= Ashiya Camera Club =

Photography club

The Ashiya Camera Club (ACC) was established in 1930 by Iwata Nakayama, Kanbei Hanaya, and Kichinosuke Beniya, Juzo Matsubara, Seiji Korai, and other amateur photographers in Kobe, Hyogo Prefecture, Japan.

== Background ==

In 1930 the Ashiya Camera Club was founded by Hanaya Kambei, Nakayama Iwata, Benitani Kichinosuke, and Korai Seiji. It was an amateur photography club, yet influential force in the progressive photography scene in Kansai. They supported avant-garde creative tendencies including the Japanese "New Photography" movement, Shinko Shashin.

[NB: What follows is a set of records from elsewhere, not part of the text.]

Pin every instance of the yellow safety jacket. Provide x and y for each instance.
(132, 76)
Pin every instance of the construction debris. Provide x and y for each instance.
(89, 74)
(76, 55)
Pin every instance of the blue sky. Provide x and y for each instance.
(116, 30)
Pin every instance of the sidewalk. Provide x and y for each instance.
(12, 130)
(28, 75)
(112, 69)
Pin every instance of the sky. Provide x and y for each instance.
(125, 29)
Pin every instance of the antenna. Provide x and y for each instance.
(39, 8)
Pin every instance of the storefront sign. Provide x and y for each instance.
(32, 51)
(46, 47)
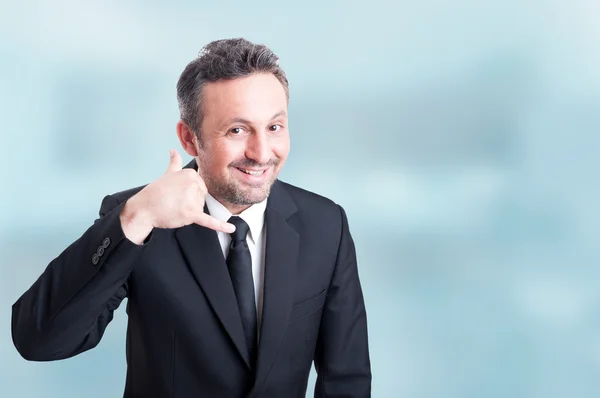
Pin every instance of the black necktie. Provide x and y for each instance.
(239, 262)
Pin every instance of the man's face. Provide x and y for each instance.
(245, 138)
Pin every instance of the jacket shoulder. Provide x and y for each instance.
(122, 196)
(306, 199)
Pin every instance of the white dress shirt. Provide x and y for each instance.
(256, 240)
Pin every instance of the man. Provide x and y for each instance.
(235, 280)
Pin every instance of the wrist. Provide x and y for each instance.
(135, 221)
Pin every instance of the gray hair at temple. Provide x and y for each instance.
(222, 60)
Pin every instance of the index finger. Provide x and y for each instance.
(212, 223)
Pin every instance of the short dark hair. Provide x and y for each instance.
(222, 60)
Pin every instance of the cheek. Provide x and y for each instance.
(281, 147)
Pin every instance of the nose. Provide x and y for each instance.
(257, 148)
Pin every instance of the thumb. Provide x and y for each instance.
(174, 162)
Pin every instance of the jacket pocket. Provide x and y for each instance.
(308, 306)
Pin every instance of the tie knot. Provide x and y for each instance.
(241, 229)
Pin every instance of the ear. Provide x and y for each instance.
(187, 138)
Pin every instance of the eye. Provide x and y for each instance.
(236, 130)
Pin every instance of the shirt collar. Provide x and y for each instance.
(254, 215)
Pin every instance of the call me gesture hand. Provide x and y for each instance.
(174, 200)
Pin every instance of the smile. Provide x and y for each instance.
(252, 172)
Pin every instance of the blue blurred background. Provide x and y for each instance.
(462, 138)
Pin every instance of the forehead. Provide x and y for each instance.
(255, 97)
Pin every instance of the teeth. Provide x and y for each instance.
(253, 173)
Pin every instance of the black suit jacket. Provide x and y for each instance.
(184, 334)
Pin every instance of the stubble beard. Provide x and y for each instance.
(234, 192)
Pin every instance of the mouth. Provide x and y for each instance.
(256, 173)
(254, 177)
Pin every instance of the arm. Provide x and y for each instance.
(66, 311)
(342, 354)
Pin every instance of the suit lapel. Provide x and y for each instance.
(203, 253)
(280, 267)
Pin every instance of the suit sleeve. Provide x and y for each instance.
(66, 311)
(342, 354)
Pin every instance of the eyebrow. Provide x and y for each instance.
(246, 121)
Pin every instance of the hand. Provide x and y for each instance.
(174, 200)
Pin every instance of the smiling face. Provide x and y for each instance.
(245, 139)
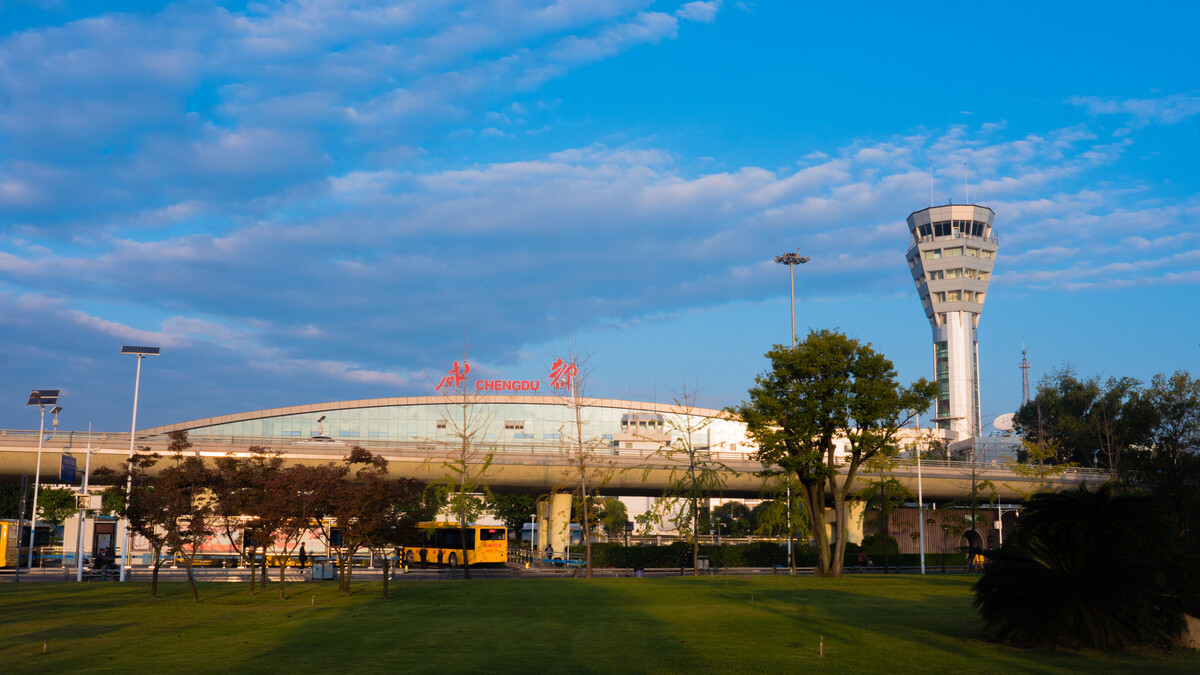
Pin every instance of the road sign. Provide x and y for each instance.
(67, 469)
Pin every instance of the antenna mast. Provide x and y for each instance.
(1025, 377)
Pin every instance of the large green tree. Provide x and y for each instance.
(511, 509)
(1169, 464)
(827, 388)
(1085, 422)
(1087, 569)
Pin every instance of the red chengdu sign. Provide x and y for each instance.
(562, 376)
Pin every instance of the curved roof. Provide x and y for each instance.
(641, 406)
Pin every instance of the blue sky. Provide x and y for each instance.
(321, 201)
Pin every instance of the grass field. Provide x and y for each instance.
(664, 625)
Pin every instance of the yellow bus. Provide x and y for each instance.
(441, 543)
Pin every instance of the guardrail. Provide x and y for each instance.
(240, 446)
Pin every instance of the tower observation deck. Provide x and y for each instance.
(951, 252)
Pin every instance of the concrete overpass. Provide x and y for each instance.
(528, 467)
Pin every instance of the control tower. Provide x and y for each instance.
(951, 252)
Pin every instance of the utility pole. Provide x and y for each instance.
(791, 260)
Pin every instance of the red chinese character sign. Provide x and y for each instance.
(454, 378)
(562, 375)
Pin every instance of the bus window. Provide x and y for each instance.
(491, 535)
(450, 538)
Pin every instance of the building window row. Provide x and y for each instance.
(953, 228)
(952, 251)
(958, 297)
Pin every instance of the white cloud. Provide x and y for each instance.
(1167, 109)
(703, 12)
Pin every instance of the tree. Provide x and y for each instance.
(783, 513)
(1171, 465)
(241, 490)
(304, 499)
(186, 505)
(695, 473)
(55, 506)
(826, 388)
(376, 512)
(463, 485)
(1086, 569)
(586, 471)
(1086, 422)
(511, 509)
(613, 515)
(882, 496)
(735, 517)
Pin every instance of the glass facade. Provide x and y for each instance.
(942, 366)
(503, 422)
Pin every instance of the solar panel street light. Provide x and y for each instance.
(143, 351)
(129, 484)
(43, 398)
(40, 398)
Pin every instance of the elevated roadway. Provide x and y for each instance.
(534, 467)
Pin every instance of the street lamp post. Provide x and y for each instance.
(129, 482)
(533, 532)
(87, 470)
(791, 260)
(40, 398)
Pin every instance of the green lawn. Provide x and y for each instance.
(667, 625)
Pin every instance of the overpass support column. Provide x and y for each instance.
(853, 526)
(555, 521)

As the leading member of the ACC, Nakayama Iwata released works in the Asahi Camera magazine that are through to be the first examples of the trend towards the Japanese Avant-garde Photography from the Japanese New Photography Movement. While Tokyo photographers shifted towards a photojournalistic approach under the influence of the Japanese government's efforts at controlling public opinion through photographs of Manchuria, Formosa, Korea and other Japanese colonial territories, amateur photography clubs in the Kansai region such as the ACC, Tampei Photography Club, Naniwa Photography Club, and others, tried to rebrand their experimental approaches to photography through the coinage of Avant-Garde Photography. Nakayama himself wrote in an article titled "The Appearance of Avant-Garde Photography in Advertising Photography" in Asahi Camera that Avant-Garde Photography was "A photography that's searching for a new feeling, force or freshness... it resembles Shinko Shashin (The Japanese New Photography Movement) that is in common use."

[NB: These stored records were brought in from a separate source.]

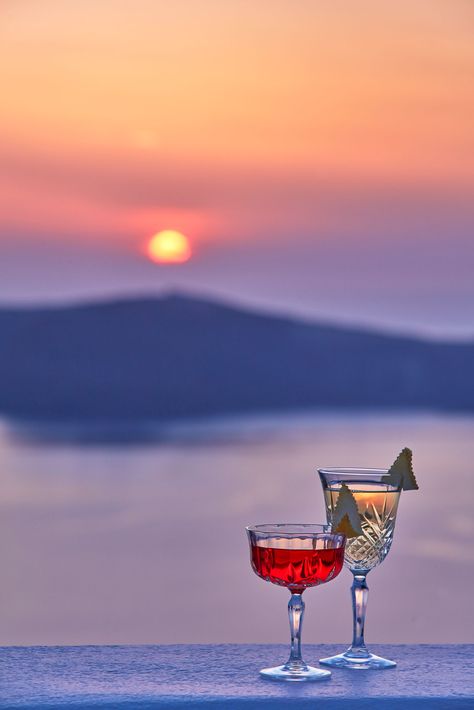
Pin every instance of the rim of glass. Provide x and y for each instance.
(312, 529)
(355, 471)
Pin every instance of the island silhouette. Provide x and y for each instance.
(175, 356)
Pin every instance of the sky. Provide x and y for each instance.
(319, 156)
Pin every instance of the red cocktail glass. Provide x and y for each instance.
(295, 556)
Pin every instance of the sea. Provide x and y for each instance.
(131, 537)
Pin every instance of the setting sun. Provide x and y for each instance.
(169, 247)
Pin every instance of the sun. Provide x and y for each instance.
(169, 247)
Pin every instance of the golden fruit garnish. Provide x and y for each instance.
(400, 474)
(345, 518)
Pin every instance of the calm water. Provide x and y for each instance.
(109, 543)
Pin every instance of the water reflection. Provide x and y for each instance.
(141, 543)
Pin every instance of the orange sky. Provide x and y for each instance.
(295, 142)
(125, 114)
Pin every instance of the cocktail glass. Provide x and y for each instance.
(377, 503)
(295, 556)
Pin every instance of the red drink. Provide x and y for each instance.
(297, 568)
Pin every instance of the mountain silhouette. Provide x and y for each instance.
(177, 356)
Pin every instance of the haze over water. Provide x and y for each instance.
(145, 543)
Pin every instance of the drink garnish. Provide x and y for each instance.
(345, 518)
(400, 474)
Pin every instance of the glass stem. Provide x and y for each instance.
(360, 594)
(295, 613)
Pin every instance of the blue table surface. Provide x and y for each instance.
(226, 676)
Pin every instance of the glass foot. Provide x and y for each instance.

The Nakayama-led ACC and other Kansai-based photography clubs sustained their promotion of experimental photographic techniques marked by techniques such as photogram and photomontage influenced by European new photography movements such as Surrealism. The German Film und Foto exhibition was presented by The Asahi Shimbun in Tokyo in 1931 and was hailed as one of the shows that introduced European New Photography movements to Japan. The ACC held their first Tokyo exhibition in the same exhibition hall as the Film und Foto exhibition just a few days later. The coincidence demonstrated the Japanese interpretation of New Photography and brought acclaim to the photographic activities of amateur photography clubs in the Kansai region.

In 1935, the Ashiya Shashin Salon replaced the yearly Tokyo exhibition of the group.

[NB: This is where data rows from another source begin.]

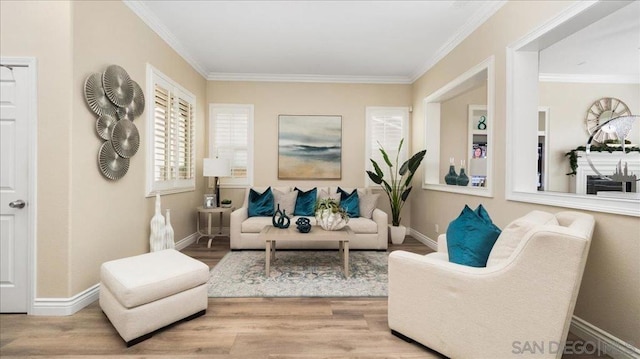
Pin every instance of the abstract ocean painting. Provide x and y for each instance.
(309, 147)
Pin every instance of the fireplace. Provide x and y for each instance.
(587, 181)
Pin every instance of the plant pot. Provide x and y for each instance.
(397, 234)
(330, 221)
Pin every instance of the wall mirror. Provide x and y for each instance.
(555, 79)
(459, 131)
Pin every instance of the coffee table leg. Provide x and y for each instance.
(345, 250)
(268, 258)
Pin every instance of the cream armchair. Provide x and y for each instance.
(524, 297)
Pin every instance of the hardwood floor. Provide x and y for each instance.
(273, 328)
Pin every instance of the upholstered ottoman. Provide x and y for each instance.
(144, 293)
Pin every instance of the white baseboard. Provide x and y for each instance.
(605, 342)
(58, 307)
(65, 306)
(424, 239)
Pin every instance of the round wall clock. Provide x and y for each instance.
(600, 112)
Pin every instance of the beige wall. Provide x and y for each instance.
(43, 30)
(610, 290)
(271, 99)
(568, 104)
(84, 219)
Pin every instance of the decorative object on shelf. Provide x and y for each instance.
(599, 112)
(309, 147)
(303, 225)
(156, 239)
(117, 100)
(399, 185)
(216, 167)
(482, 123)
(620, 127)
(329, 215)
(280, 218)
(451, 178)
(169, 243)
(462, 179)
(111, 165)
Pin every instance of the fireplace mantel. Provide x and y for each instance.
(606, 163)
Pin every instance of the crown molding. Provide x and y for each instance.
(217, 76)
(143, 12)
(470, 26)
(590, 78)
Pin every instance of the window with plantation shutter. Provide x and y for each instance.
(386, 127)
(231, 137)
(171, 135)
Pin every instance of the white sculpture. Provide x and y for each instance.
(156, 239)
(168, 233)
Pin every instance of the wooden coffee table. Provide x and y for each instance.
(271, 235)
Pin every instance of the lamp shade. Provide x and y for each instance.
(216, 167)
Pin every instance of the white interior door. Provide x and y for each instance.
(14, 189)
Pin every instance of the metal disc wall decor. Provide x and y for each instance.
(125, 138)
(137, 105)
(117, 85)
(125, 113)
(96, 97)
(117, 100)
(111, 165)
(104, 126)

Kanbei Hanaya was one of the leading members of the club. He traveled extensively around China and studied photography in Shanghai. He settled in Ashiya and bought a photo supply shop. This shop became the gathering place for photographers of the ACC.

The ACC published the Ashiya Camera Club nankin(yearbook) in 1931. They also held the Ashiya Photography Salon which was an annual exhibition one to nationwide submissions in 1935 but was discontinued after the fifth exhibition in 1940 due to the changing societal atmosphere as the government clamped down on expressions that were deemed subversive in the years leading up WWII.

==Exhibitions==
In 2022, the Tokyo Photographic Art Museum presented the exhibition Avant-Garde Rising: The Photographic Vanguard in Modern Japan, which included the work of the Ashiya Camera Club.